Like most rules, there are exceptions. The USADA was prepared to show why Armstrong should not be afforded the protection of the SOL. Armstrong pleaded no contest. He could have contested the SOL issue. He chose not to because he was guilty. He was then properly sanctioned in the same way you would be if you chose not to contest a traffic ticket. 

He cannot claim his due process rights were trampled based on what he says might have happened. He has to have suffered actual damage. The judge said everything was kosher and he could come back if any of his fantasies actually came true.


----------



## Dwayne Barry (Feb 16, 2003)

trailrunner68 said:


> Like most rules, there are exceptions. The USADA was prepared to show why Armstrong should not be afforded the protection of the SOL. Armstrong pleaded no contest. He could have contested the SOL issue. He chose not to because he was guilty. He was then properly sanctioned in the same way you would be if you chose not to contest a traffic ticket.
> 
> He cannot claim his due process rights were trampled based on what he says might have happened. He has to have suffered actual damage. The judge said everything was kosher and he could come back if any of his fantasies actually came true.


Thank you for confirming I'm not clueless. It seems pretty obvious to me as well. The analogy would be like a person claiming their due process was violated because they were punished without a jury finding them guilty of the crime when they plead guilty/no contest to a criminal charge.


----------



## Jason1500 (Apr 1, 2008)

trailrunner68 said:


> Like most rules, there are exceptions.
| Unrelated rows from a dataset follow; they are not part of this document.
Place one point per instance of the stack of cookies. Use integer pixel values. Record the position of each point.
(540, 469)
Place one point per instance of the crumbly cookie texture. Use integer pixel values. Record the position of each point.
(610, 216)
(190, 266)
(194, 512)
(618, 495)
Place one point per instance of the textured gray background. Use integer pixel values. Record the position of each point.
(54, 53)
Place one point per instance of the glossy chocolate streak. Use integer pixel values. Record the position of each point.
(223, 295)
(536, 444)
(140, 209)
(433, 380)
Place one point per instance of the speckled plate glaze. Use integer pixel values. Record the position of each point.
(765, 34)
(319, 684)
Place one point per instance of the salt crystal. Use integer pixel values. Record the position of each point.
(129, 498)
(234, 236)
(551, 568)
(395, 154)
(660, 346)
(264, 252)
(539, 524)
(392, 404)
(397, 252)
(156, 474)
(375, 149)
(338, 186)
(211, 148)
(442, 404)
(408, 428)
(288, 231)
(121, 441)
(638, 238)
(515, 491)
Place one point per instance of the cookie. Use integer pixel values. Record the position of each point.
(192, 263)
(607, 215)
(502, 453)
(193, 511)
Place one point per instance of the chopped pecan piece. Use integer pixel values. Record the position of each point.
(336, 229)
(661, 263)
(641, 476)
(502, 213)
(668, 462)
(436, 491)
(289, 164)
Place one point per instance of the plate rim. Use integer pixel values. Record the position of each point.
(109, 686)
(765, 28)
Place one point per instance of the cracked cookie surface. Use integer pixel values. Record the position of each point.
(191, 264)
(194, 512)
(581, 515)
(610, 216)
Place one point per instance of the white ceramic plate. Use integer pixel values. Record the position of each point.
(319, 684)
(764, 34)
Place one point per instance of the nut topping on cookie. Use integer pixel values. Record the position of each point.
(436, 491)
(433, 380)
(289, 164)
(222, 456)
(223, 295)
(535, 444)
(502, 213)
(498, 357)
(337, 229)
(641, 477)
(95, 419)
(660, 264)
The USADA was prepared to show why Armstrong should not be afforded the protection of the SOL. Armstrong pleaded no contest. He could have contested the SOL issue. He chose not to because he was guilty. He was then properly sanctioned in the same way you would be if you chose not to contest a traffic ticket.
> 
> He cannot claim his due process rights were trampled based on what he says might have happened. He has to have suffered actual damage. The judge said everything was kosher and he could come back if any of his fantasies actually came true.
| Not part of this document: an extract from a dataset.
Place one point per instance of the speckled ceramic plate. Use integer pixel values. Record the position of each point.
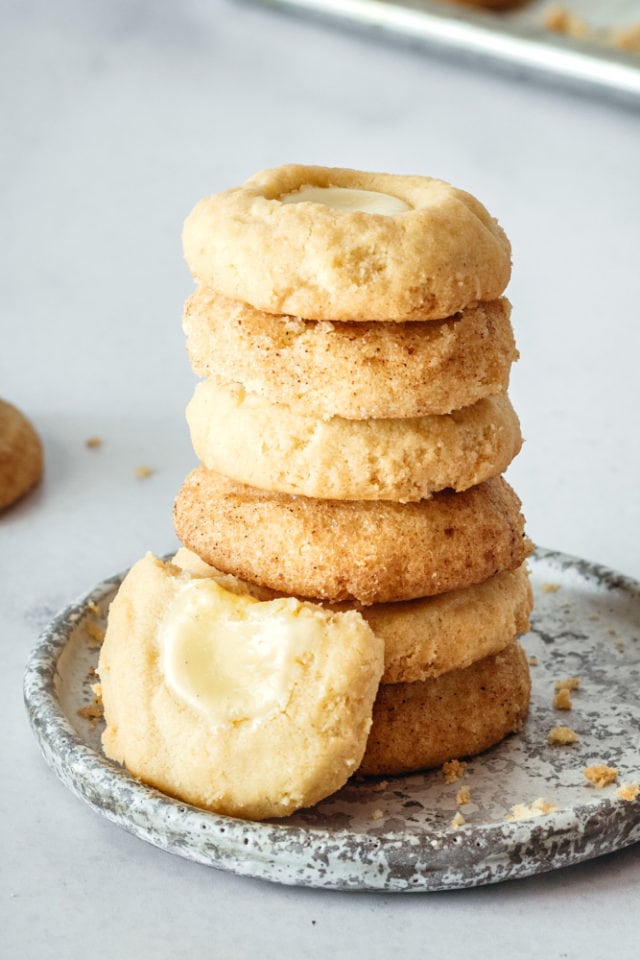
(396, 834)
I disagree, re-read the SoL, it clearly states *"No action may be commenced.."* The USADA clearly commenced actions against Armstrong by even opening an inquiry against him after the SoL expired. The USADA violated his due process rights by accusing him of fraud and finding him guilty of fraud with no trial or hearing of any kind in order to get around the SoL they acted as judge, jury, and, executioner. Imagine you're charged with a crime and found guilty without trial so that you may be charged with another more severe crime that's what the USADA did and I don't understand why people here don't see how wrong that is. Allowing the USADA to trample someone's rights because *you think you know* they're guilty isn't justice in fact it goes against fairness and justice it's like your saying _'I know he's guilty therefore it doesn't matter about due process just as long as in the end the USADA finds him guilty as well' _. That wrong and if you were accused of a crime you would want due process.
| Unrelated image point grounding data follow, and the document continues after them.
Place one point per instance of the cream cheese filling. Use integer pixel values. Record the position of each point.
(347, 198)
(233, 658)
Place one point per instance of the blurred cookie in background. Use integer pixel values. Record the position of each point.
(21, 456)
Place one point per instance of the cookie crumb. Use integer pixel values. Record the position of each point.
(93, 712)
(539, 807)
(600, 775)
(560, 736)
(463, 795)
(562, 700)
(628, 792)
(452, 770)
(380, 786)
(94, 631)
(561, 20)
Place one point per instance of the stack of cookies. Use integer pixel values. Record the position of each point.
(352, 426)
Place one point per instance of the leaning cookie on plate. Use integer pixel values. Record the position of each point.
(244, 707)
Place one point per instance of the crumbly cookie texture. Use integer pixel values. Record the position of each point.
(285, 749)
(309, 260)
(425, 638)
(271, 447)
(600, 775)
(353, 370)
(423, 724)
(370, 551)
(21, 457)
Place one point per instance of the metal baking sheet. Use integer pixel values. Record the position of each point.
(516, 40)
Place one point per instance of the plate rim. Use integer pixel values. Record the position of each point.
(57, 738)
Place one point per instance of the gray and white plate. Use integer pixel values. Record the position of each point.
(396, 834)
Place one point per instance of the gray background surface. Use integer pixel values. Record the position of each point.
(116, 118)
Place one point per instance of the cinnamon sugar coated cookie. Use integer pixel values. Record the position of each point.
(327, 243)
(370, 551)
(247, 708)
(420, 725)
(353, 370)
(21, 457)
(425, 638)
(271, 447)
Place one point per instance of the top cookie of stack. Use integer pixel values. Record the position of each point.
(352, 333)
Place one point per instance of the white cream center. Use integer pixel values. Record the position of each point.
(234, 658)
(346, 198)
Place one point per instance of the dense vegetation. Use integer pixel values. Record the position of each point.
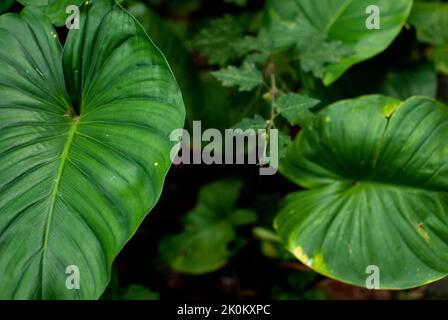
(357, 90)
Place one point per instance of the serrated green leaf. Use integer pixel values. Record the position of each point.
(209, 228)
(296, 108)
(246, 78)
(343, 24)
(378, 192)
(84, 146)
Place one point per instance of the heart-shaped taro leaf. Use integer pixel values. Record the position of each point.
(84, 147)
(378, 173)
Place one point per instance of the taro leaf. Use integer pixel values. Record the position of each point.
(209, 229)
(84, 146)
(293, 22)
(378, 178)
(54, 9)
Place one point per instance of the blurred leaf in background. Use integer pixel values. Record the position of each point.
(209, 229)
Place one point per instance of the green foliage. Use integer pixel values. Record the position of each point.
(256, 123)
(337, 31)
(419, 80)
(84, 147)
(431, 22)
(54, 9)
(220, 34)
(73, 126)
(5, 5)
(296, 108)
(209, 229)
(246, 78)
(377, 176)
(138, 292)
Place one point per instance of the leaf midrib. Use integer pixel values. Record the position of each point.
(63, 158)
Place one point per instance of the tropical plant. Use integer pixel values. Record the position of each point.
(356, 89)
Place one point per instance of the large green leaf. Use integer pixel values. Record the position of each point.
(378, 176)
(84, 146)
(56, 10)
(339, 24)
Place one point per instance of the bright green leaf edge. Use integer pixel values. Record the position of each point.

The only allegations the USADA should of pursued on Armstrong was from June 12, 2004 - June 12, 2012...8yrs unless they had a specific independent trial hearing to prove fraudulent concealment in order to go after him for longer then 8yrs.


----------



## Addict07 (Jun 23, 2011)

Jason1500 said:


> I disagree, re-read the SoL, it clearly states *"No action may be commenced.."* The USADA clearly commenced actions against Armstrong by even opening an inquiry against him after the SoL expired. The USADA violated his due process rights by accusing him of fraud and finding him guilty of fraud with no trial or hearing of any kind in order to get around the SoL they acted as judge, jury, and, executioner. Imagine you're charged with a crime and found guilty without trial so that you may be charged with another more severe crime that's what the USADA did and I don't understand why people here don't see how wrong that is. Allowing the USADA to trample someone's rights because *you think you know* they're guilty isn't justice in fact it goes against fairness and justice it's like your saying _'I know he's guilty therefore it doesn't matter about due process just as long as in the end the USADA finds him guilty as well' _. That wrong and if you were accused of a crime you would want due process.
> 
> The only allegations the USADA should of pursued on Armstrong was from June 12, 2004 - June 12, 2012...8yrs unless they had a specific independent trial hearing to prove fraudulent concealment in order to go after him for longer then 8yrs.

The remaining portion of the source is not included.